Why should we Console Mary?
So great a love has our Heavenly Mother for us, that She deserves our gratitude, and that gratitude should be shown by at least meditating frequently upon, and daily consoling Her in, Her Sorrows.

“Because of Her love for us, She was willing to see Her Son sacrificed to Divine Justice by the barbarity of men. This great torment which Mary endured for us was more dreadful than a thousand deaths and deserves our sympathy and our gratitude. If we cannot return this love in any other way, let us at least for a few moments consider how great were the sufferings by which Mary became the Queen of Martyrs. The sufferings of Mary's martyrdom surpassed those of all other martyrs. First of all, they lasted longer [her whole life]; and secondly, they were more intense.” (St. Alphonsus Liguori)

"The grief of Mary was so great that, were it divided among all men, it would suffice to cause their immediate death.” (St. Bernardine of Sienna)

"While other martyrs suffered by sacrificing their own lives, the Blessed Virgin suffered by sacrificing Her Son’s life – a life that She loved far more than Her own. Thus She not only suffered in Her soul all that Her Son endured in His body, but moreover the sight of Her Son’s torments brought more grief to Her heart than if She had endured them all in Her own person.” (St. Antoninus)

"As Christ has begotten us, to a spiritual life, in the word of truth, by suffering on the cross, so, likewise, Mary has begotten us, and brought us forth in the midst of most acute pains, by sharing in the sufferings of the crucifixion of her Son." (St. Antoninus)

After She became the Mother of this Savior, Her grief was beyond measure. Her martyrdom was lifelong.

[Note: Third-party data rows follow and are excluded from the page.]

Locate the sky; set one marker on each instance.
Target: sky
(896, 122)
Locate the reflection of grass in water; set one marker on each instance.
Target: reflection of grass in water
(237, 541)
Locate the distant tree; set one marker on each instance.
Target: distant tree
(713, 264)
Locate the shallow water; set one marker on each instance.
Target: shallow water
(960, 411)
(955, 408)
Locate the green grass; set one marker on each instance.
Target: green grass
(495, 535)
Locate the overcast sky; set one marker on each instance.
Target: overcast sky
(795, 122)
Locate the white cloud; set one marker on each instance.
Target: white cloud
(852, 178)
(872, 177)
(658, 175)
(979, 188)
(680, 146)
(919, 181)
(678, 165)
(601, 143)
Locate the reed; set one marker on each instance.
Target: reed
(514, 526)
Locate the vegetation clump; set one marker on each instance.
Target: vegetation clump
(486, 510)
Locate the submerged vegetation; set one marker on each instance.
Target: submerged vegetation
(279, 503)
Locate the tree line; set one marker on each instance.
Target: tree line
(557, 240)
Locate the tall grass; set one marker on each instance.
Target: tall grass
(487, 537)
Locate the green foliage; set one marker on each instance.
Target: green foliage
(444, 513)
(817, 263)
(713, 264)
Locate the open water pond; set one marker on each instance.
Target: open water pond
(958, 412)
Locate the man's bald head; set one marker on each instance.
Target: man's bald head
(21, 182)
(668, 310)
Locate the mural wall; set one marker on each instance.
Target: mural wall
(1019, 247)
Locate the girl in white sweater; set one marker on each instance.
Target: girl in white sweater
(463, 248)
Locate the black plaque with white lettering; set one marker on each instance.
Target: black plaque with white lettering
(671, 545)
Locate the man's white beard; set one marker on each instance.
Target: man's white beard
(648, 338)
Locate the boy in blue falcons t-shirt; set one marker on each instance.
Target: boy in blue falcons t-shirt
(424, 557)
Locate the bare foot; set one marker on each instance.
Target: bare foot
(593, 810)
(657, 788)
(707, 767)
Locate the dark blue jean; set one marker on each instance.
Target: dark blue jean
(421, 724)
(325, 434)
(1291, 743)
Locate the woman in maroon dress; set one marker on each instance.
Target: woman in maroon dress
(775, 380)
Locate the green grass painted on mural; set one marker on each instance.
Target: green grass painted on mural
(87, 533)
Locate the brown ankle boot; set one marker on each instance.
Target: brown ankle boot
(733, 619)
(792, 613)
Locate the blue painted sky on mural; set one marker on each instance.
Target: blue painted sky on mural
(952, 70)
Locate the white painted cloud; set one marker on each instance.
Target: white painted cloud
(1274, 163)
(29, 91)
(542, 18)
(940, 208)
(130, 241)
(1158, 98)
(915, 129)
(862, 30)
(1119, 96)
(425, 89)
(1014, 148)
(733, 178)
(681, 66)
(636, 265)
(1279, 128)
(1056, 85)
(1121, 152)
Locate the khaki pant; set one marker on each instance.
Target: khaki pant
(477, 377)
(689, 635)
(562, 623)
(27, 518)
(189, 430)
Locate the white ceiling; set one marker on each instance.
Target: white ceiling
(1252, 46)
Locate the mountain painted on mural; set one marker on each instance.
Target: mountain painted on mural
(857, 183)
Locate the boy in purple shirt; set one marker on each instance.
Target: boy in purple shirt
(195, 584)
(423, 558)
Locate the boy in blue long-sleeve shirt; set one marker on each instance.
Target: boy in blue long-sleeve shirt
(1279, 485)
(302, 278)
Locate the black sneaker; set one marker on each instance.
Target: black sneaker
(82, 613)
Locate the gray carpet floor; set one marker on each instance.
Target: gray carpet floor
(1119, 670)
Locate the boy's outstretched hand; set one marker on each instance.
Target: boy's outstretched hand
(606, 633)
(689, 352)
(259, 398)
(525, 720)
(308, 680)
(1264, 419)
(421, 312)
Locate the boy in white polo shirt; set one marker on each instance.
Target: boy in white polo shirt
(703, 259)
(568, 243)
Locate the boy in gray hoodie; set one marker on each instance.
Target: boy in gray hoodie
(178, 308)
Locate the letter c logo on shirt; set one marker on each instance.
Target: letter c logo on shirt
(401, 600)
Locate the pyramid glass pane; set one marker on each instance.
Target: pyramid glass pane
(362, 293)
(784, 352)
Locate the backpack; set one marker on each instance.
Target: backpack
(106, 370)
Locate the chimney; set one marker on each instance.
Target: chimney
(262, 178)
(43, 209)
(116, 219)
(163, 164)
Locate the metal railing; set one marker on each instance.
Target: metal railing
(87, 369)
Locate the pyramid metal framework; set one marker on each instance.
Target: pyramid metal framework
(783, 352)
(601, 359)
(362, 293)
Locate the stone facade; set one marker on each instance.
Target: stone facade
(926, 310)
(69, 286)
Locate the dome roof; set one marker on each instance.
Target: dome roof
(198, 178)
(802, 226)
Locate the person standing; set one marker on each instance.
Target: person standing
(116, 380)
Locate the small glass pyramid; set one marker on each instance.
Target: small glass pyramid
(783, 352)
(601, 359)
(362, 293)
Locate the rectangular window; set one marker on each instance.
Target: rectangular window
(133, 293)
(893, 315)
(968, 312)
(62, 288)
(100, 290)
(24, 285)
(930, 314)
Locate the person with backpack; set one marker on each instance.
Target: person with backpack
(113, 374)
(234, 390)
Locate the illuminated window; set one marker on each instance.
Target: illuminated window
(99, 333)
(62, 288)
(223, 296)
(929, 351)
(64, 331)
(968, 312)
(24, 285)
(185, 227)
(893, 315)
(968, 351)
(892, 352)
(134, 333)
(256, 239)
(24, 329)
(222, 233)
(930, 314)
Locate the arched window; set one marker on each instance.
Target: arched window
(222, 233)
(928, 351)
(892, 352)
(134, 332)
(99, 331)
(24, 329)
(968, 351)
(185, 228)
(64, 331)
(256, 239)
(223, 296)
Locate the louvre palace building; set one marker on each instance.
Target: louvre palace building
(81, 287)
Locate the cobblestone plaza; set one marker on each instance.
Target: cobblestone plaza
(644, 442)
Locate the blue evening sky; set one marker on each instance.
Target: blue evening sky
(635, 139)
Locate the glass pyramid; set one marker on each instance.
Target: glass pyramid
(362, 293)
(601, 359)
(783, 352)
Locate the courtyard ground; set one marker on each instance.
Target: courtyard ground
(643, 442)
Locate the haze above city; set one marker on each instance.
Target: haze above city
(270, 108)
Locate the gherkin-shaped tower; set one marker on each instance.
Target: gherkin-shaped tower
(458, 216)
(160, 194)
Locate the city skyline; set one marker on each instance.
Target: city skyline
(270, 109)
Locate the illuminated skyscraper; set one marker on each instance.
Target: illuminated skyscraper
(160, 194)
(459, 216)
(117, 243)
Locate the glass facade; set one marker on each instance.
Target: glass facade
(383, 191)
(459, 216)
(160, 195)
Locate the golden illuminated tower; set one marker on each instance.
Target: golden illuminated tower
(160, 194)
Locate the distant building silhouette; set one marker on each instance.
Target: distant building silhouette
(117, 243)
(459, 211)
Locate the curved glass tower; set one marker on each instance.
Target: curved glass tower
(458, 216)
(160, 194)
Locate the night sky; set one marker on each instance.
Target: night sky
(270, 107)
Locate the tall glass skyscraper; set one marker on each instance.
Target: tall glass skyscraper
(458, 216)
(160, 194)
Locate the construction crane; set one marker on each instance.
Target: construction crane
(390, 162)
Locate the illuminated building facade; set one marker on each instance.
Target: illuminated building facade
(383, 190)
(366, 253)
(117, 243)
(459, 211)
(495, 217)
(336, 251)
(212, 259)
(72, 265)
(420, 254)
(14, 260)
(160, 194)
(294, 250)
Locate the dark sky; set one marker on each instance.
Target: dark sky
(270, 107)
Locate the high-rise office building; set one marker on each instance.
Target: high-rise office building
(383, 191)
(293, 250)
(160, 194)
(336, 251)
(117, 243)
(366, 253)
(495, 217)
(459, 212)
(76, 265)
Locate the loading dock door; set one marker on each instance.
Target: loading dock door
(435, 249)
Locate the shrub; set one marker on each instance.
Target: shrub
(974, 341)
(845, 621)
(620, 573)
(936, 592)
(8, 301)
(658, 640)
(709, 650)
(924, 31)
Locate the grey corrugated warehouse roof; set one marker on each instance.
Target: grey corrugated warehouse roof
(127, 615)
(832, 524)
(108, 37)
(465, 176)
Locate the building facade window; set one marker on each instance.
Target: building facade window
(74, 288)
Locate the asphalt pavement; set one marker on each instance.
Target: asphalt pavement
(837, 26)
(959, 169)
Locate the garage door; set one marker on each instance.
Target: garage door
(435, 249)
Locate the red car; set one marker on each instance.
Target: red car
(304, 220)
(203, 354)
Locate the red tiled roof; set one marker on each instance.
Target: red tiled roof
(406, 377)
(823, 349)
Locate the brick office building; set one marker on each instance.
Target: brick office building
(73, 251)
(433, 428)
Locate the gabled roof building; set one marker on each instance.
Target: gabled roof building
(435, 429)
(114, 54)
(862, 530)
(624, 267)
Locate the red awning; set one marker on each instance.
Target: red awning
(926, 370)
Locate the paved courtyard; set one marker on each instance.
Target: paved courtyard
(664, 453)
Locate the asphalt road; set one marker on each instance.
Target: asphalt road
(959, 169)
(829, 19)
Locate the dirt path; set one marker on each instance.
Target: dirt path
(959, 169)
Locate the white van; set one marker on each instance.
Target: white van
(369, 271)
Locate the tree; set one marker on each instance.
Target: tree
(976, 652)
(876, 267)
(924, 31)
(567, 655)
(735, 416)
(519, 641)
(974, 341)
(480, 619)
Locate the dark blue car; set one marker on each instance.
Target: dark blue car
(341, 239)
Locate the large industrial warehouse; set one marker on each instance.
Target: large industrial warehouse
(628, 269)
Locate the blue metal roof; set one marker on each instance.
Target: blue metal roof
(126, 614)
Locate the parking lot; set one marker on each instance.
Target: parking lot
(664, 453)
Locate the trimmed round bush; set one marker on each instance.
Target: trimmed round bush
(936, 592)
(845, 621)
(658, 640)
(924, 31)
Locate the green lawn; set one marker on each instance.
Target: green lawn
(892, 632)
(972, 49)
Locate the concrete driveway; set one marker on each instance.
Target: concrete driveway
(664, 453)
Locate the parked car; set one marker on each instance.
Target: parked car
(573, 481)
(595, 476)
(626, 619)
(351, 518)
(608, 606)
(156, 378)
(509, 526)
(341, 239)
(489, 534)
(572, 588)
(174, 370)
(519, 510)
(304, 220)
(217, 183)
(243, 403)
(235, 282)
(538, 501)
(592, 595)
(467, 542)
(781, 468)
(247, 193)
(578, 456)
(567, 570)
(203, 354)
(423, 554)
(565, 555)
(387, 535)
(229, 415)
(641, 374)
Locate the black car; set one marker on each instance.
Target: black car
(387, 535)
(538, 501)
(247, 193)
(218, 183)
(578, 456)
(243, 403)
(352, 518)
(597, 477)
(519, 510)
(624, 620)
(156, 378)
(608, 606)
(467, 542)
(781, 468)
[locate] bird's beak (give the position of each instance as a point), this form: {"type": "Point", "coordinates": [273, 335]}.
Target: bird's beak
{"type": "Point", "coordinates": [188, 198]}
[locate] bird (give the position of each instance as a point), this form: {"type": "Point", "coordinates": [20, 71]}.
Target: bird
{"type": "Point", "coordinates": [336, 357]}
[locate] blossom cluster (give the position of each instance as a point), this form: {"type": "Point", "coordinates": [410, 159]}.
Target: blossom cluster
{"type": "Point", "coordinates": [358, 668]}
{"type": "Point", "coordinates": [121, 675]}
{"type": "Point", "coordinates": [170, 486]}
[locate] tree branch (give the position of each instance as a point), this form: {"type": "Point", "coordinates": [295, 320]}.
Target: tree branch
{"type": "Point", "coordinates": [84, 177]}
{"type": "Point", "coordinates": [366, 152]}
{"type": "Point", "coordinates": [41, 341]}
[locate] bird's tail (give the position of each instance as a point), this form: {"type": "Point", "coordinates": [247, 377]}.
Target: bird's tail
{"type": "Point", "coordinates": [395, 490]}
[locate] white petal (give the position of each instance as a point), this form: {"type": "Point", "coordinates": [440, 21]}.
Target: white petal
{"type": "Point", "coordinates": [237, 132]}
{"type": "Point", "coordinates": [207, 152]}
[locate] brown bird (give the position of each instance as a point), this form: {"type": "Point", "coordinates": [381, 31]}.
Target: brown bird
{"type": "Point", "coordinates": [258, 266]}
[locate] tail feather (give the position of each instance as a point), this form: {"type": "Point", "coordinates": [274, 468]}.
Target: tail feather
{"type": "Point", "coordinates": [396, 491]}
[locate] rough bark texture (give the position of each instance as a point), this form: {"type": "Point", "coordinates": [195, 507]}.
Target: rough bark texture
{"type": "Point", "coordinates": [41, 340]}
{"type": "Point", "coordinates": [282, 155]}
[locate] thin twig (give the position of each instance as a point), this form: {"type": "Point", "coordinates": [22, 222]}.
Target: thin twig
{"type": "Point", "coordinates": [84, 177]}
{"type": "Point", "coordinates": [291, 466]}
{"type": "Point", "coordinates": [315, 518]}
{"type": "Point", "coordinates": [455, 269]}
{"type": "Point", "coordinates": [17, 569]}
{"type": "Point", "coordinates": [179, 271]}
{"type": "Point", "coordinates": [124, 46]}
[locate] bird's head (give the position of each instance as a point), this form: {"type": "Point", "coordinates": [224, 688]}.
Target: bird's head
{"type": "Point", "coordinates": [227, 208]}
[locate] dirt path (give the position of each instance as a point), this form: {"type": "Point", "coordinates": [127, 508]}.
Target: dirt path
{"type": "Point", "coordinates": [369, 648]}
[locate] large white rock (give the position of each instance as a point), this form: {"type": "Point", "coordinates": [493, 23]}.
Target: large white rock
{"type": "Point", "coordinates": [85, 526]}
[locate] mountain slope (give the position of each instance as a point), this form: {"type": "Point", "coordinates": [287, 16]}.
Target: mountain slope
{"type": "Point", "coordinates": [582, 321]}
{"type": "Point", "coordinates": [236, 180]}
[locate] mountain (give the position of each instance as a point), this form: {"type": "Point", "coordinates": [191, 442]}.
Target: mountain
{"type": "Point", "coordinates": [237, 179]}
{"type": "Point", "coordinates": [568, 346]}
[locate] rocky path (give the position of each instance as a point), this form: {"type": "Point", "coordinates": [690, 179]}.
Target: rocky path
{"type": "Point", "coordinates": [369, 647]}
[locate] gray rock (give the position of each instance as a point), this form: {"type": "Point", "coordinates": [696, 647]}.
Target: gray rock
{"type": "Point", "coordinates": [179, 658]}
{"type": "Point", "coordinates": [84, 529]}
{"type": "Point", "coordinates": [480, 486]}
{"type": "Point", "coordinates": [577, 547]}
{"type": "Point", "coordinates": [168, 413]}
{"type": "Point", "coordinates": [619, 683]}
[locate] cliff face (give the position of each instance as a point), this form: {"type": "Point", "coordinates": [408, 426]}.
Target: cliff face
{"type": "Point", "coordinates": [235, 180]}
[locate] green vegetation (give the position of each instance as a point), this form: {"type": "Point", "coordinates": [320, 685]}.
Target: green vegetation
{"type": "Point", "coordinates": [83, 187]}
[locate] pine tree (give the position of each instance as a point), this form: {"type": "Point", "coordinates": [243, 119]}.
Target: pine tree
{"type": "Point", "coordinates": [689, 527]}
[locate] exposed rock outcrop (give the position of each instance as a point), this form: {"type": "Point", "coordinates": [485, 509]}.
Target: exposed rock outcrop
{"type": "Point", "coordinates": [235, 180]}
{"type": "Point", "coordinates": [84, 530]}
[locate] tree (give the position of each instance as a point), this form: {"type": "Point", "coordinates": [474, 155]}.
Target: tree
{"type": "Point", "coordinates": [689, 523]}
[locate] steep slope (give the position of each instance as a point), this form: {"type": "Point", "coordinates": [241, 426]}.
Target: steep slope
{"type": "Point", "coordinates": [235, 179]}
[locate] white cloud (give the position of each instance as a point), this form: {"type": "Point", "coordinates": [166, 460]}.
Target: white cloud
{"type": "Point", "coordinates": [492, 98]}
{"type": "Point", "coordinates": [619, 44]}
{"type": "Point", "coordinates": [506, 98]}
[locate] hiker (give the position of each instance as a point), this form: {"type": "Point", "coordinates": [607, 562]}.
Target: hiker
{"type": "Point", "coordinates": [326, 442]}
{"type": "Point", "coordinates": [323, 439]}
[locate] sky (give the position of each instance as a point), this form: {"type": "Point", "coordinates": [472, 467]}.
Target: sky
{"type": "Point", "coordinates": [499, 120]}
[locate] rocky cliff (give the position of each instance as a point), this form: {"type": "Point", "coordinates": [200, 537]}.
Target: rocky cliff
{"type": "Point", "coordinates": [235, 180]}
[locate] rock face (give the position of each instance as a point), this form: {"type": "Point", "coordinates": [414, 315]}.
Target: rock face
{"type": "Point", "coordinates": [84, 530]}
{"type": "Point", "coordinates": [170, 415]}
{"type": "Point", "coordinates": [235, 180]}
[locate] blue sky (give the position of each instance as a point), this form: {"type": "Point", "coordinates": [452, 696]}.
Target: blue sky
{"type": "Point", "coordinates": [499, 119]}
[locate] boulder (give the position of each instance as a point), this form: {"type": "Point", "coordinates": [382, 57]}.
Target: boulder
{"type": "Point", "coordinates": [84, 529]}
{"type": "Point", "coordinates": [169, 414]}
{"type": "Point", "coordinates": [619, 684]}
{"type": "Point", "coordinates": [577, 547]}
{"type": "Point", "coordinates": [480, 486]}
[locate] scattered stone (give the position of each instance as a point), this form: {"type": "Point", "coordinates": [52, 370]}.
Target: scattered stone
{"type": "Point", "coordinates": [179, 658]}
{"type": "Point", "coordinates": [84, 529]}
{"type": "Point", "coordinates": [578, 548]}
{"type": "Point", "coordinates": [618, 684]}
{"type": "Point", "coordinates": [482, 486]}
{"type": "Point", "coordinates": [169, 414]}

The Blessed Virgin also revealed to St. Bridget that when the time of the Passion of Our Lord was approaching, Her eyes were always filled with tears as She thought of Her beloved Son, whom She was about to lose on earth; and that the prospect of that approaching suffering caused Her to be seized with fear, and a cold sweat to cover Her whole body.

Our Lady’s sufferings were in Her soul, those of the martyrs were in their bodies. Since the soul is more noble than the body, so much greater then were Mary’s sufferings than those of all the martyrs.

Our Lord Jesus Christ revealed to Blessed Veronica of Binasco, that He is more pleased in seeing His Mother compassionated than Himself. He said to her: “My daughter, tears shed for My Passion are dear to Me; but as I loved My Mother Mary with an immense love, the meditation on the torments which She endured at My death is even more agreeable to Me.”

(The following is an excerpt from St. Alphonsus Liguori’s “Glories of Mary”
- Part III, Discourse)

The passion of Jesus commenced with his birth, as St. Bernard says and Mary also, in all things like unto her Son, suffered her martyrdom through her whole life.

The name of Mary, among its other meanings, as the blessed [St.] Albert the Great affirms, signifies a bitter sea: "Mare amarum." Wherefore to her is applied the passage of Jeremiah: Great as the sea is your grief. For as the sea is all salt and bitter, thus the life of Mary was always full of bitterness, at the sight of the passion of the Redeemer, which was ever present to her. It cannot be doubted that, being more enlightened by the Holy Spirit than all the prophets, she better comprehended than they the predictions concerning the Messiah, which they recorded in their holy Scriptures.

It was revealed to St. Bridget that the Virgin, knowing how much the incarnate Word was to suffer for the salvation of men, even before she became his mother, compassionately shared in the suffering of this innocent Savior, Who was to be so cruelly put to death for crimes not his own. She commenced, from that time, her great martyrdom.

It was also revealed to St. Bridget that this our so merciful and kind mother was willing to suffer any pain, rather than to see souls unredeemed or left in their former perdition. It may be said that this was the only consolation of Mary in the midst of her great sorrow at the passion of her Son, to see the lost world redeemed by his death, and men, who were his enemies, reconciled with God.

Such love as that of Mary merits our gratitude, and let us show our gratitude by meditating upon and compassionating her sorrows. But of this she complained to St. Bridget, that very few pitied her, and most lived forgetful of her sorrows. "I look around upon all who are in the world, if perchance there may be any to pity me, and meditate upon my sorrows, and truly I find very few. Therefore, my daughter, though I am forgotten by many, at least do not you forget me; behold my anguish, and imitate, as far as you can, my grief."